By Andrea M. Cohick, Lawyer at Metzger Wickersham
With summer weather finally here, the sun, sand, and water may be part of everyone’s top ten ways to spend the day relaxing. Swimming and other water sports are a great way to beat the heat and more people – especially children – are flocking to pools, lakes, rivers and oceans. But before you dive in, learn a little bit about water safety.
Simply follow these five valuable tips so that you and your family can have a fun summer filled with safe swimming, boating and water tubing.
- Buddy up, never swim alone – Swimming where a lifeguard is on duty is the best way to ensure everyone’s safety. If a lifeguard is not available, be sure to use a buddy system, preferably with a parent or a guardian.
- Wear life vests – Children or inexperienced swimmers should always use a life vest. Wearing a life jacket (also known as a personal flotation device, or PFD) is the law in some states for certain age groups, and you could face a stiff penalty for breaking it, according to The Nemours Foundation. Your state may also require that you wear an approved life jacket for water skiing and other on-water activities. Wearing a PFD is like wearing a helmet while biking. It may take a few minutes to get used to it, but it definitely can be a lifesaver. Don't leave land without it.
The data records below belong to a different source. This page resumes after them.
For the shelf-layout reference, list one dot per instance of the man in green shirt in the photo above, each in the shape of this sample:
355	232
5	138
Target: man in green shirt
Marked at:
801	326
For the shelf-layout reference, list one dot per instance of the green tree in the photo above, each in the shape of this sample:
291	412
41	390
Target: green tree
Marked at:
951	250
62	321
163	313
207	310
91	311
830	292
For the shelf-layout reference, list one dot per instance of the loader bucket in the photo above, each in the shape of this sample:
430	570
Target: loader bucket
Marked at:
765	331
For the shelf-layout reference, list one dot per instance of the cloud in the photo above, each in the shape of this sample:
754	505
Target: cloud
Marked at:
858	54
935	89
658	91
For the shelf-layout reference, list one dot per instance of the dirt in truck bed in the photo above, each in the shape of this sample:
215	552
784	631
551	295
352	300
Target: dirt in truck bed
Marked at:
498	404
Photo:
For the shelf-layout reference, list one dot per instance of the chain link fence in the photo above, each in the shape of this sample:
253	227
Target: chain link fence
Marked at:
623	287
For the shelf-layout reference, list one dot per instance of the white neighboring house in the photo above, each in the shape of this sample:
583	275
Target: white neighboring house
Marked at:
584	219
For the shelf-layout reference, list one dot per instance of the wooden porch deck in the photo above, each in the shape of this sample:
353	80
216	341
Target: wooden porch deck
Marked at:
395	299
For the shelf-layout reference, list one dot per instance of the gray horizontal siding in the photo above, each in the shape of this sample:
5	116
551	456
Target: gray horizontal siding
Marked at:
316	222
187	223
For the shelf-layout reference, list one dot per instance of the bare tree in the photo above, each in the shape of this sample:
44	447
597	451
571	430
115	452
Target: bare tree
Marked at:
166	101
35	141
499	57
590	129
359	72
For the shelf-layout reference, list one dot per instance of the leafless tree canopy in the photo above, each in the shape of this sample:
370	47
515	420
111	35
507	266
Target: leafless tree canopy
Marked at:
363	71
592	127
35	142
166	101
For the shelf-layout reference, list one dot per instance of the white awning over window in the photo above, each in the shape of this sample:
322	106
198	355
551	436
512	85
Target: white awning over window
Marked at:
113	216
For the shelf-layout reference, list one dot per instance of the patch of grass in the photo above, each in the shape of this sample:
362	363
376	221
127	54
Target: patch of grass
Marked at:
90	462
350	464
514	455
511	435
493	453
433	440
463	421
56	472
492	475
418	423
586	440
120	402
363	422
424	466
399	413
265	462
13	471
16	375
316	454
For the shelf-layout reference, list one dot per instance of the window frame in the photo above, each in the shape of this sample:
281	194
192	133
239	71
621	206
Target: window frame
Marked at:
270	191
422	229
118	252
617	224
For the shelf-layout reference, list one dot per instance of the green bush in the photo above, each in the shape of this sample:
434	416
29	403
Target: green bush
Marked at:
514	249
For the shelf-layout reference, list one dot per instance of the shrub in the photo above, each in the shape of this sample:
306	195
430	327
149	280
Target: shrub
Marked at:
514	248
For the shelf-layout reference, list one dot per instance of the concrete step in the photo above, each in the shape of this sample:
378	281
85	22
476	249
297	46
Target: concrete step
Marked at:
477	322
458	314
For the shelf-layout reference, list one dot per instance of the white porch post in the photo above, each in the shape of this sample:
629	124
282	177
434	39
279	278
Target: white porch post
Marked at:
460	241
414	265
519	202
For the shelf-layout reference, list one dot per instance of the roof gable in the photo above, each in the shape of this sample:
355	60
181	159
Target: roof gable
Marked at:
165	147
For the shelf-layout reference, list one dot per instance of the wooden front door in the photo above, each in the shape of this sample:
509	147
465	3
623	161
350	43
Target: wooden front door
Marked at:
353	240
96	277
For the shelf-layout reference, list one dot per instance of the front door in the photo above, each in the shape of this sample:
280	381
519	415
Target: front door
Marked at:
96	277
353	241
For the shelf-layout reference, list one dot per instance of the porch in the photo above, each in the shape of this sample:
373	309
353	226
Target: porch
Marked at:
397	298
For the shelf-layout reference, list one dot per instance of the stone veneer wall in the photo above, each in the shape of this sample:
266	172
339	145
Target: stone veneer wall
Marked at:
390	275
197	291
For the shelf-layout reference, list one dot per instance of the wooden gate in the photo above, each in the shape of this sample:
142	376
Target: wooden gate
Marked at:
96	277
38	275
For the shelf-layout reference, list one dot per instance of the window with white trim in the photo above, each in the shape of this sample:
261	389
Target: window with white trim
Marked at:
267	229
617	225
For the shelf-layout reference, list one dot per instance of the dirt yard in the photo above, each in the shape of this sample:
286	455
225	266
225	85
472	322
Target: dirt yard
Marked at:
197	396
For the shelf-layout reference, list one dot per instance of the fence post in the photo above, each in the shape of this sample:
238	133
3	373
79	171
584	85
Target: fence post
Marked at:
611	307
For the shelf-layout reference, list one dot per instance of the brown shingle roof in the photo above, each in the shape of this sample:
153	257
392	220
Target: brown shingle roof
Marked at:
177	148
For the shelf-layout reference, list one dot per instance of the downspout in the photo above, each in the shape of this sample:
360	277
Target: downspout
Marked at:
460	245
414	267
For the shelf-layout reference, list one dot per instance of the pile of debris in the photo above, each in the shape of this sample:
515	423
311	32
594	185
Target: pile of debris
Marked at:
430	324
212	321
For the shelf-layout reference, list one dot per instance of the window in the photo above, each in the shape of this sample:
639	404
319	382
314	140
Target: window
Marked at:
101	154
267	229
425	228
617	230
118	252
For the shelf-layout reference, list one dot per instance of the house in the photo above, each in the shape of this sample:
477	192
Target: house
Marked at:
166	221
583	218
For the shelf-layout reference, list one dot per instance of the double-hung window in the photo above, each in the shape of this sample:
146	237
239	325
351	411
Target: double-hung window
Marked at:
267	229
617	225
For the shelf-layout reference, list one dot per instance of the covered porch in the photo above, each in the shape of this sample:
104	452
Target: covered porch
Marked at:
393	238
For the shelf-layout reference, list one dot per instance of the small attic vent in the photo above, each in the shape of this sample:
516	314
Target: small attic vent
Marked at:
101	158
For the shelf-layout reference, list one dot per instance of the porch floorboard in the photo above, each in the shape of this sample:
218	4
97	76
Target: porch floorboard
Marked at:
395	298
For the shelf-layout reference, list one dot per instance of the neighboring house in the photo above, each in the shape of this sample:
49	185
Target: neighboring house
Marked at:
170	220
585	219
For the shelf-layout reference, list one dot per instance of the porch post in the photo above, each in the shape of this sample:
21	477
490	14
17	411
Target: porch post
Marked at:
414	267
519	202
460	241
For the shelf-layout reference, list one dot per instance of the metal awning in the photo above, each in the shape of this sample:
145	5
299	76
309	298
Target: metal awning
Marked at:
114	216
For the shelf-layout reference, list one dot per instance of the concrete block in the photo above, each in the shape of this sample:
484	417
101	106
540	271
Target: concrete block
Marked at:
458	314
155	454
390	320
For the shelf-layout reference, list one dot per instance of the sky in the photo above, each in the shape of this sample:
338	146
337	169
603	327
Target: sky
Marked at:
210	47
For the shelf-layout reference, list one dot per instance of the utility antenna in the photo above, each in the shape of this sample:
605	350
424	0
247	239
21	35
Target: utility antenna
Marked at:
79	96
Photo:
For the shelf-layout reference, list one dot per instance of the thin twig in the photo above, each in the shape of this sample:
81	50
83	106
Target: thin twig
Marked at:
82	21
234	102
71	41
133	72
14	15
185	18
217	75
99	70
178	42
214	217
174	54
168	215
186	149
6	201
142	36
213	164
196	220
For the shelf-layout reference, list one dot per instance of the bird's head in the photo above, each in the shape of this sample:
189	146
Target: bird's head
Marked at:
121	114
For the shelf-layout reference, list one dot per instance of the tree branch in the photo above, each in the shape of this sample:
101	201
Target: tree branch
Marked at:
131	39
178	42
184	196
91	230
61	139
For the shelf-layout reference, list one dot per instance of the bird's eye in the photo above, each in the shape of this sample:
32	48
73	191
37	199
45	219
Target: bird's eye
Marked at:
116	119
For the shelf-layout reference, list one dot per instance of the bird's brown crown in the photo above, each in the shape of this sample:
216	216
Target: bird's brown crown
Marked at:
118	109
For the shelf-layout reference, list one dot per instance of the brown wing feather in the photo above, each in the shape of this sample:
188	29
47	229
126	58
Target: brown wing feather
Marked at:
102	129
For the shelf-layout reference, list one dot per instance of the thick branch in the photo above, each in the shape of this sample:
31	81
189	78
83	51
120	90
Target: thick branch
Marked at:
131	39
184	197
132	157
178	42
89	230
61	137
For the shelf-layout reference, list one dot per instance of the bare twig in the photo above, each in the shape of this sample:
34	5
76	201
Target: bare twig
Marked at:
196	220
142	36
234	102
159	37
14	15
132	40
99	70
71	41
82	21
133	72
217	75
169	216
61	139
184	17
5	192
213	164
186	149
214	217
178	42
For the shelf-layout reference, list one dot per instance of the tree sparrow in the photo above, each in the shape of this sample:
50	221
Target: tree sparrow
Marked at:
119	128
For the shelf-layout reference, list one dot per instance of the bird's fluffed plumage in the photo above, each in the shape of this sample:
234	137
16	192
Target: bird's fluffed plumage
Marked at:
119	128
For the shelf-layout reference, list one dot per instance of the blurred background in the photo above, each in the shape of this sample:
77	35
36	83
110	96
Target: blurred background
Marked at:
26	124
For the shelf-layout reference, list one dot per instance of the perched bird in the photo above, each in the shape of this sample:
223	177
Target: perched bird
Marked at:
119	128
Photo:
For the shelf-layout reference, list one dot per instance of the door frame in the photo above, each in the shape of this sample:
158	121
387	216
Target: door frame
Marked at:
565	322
- Reach, throw, don’t go – The YMCA recommends that if you see a person struggling in the water, while the instinct is to jump in to help, the best thing to do is to use a long object to pull the swimmer to safety or throw a flotation device so that the swimmer has something to grab onto. Jumping into the water could result in a panicked swimmer pulling both people underwater.
- Enter water feet first – Severe injuries can result when a swimmer dives into a body of water head first. If it is unclear as to the depth of the water, whether there may be any hidden objects such as rocks or trees, or if there is not a designated diving area, always enter the water feet first.
- Avoid using alcohol – Alcohol will impair judgment, coordination and balance, it can also affect a person’s ability to swim or operate a water vehicle safely. Additionally, the Pennsylvania legislature is moving to pass a measure that would make the penalties for people driving a boat under the influence of alcohol or drugs similar to those imposed for driving a car under the influence.
Most people don't think much about water safety, but drowning is the second leading cause of accidental death. So don't let paying attention to safety turn you off. Being prepared will make you feel more comfortable and in charge.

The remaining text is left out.